Go to any mustang website right now and I guarantee this Motor Trend Video is still making the rounds.

But there is another more compelling reason why the winner to create online enthusiast content could be a magazine brand. Pick up the phone and call YouTube’s business development department and tell them you would like to create a professionally produced car show for their site and you want them to feature it on the front door. The first question they’ll ask is “who are you?”, if you answer “Motor Trend magazine” YouTube is eager to do business with you because they know who you are and probably have your magazine sitting in the company bathroom for some light reading.

“…despite the fact the economy is the tank right now, there is a brand land happening right now…..”

You see, despite the fact the economy is the tank right now, there is a brand land happening right now.
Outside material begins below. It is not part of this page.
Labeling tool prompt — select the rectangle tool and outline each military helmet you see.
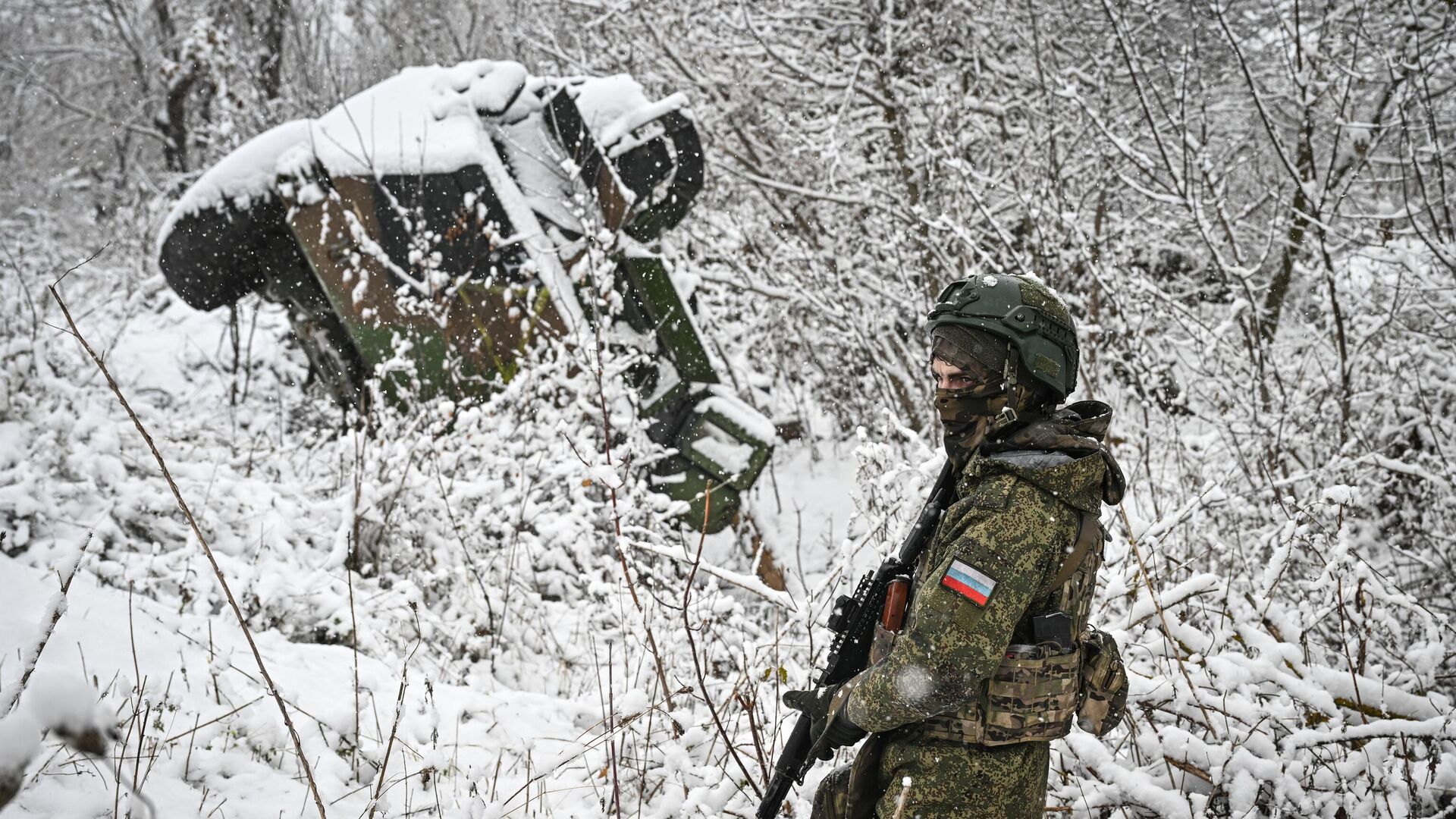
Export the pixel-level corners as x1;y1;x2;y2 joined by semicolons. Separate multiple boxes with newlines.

You can either follow the herd and race to the bottom by “cutting costs” (a common euphemism for destroying lives in the form of firing employees, killing company moral, cutting salaries ….not really a forecast for future company greatness if you ask me.) OR you can do what Bullrun is doing, invest in future success by growing your brand recognition to the point key players like Pepsi are eager to do business with you. Old media has a head start in brand recognition there, but Bullrun proves you can be a start-up and still win at this too because no one wants to do business with a company who’s corporate mascot is the grim reaper.
;-)

I AM Ford Mustang Drag Race.

2 Responses to “Motor Trend & YouTube at the Media Tipping Point”

  1. [...] yesterday I was making a post complaining that Road Track was doing a great job keeping this car a secret by not publishing their videos to YouTube, and now here we are 24 hours later with this great piece [...]

  2. Sean Morris says:

    First off thanks for the mention and link in the article. With the Stillen story, luckily Stillen themselves uploaded the videos to You Tube so it was viewable and embeddable within a platform that was sharable.

    I still personally love magazine. If anyone is keeping them in business, its probably me. I still pick up about everything off the stand that piques my interest slightly.

    This interweb stuff is still too “new” for the old school in power executives. I am noticing some of the Source Interlink articles and magazines are almost going live around the same time, not the web lagging the books by a month or two. By then the information is still about 3 months old, as they have such huge lead times, but its at least online and in the books near the same time.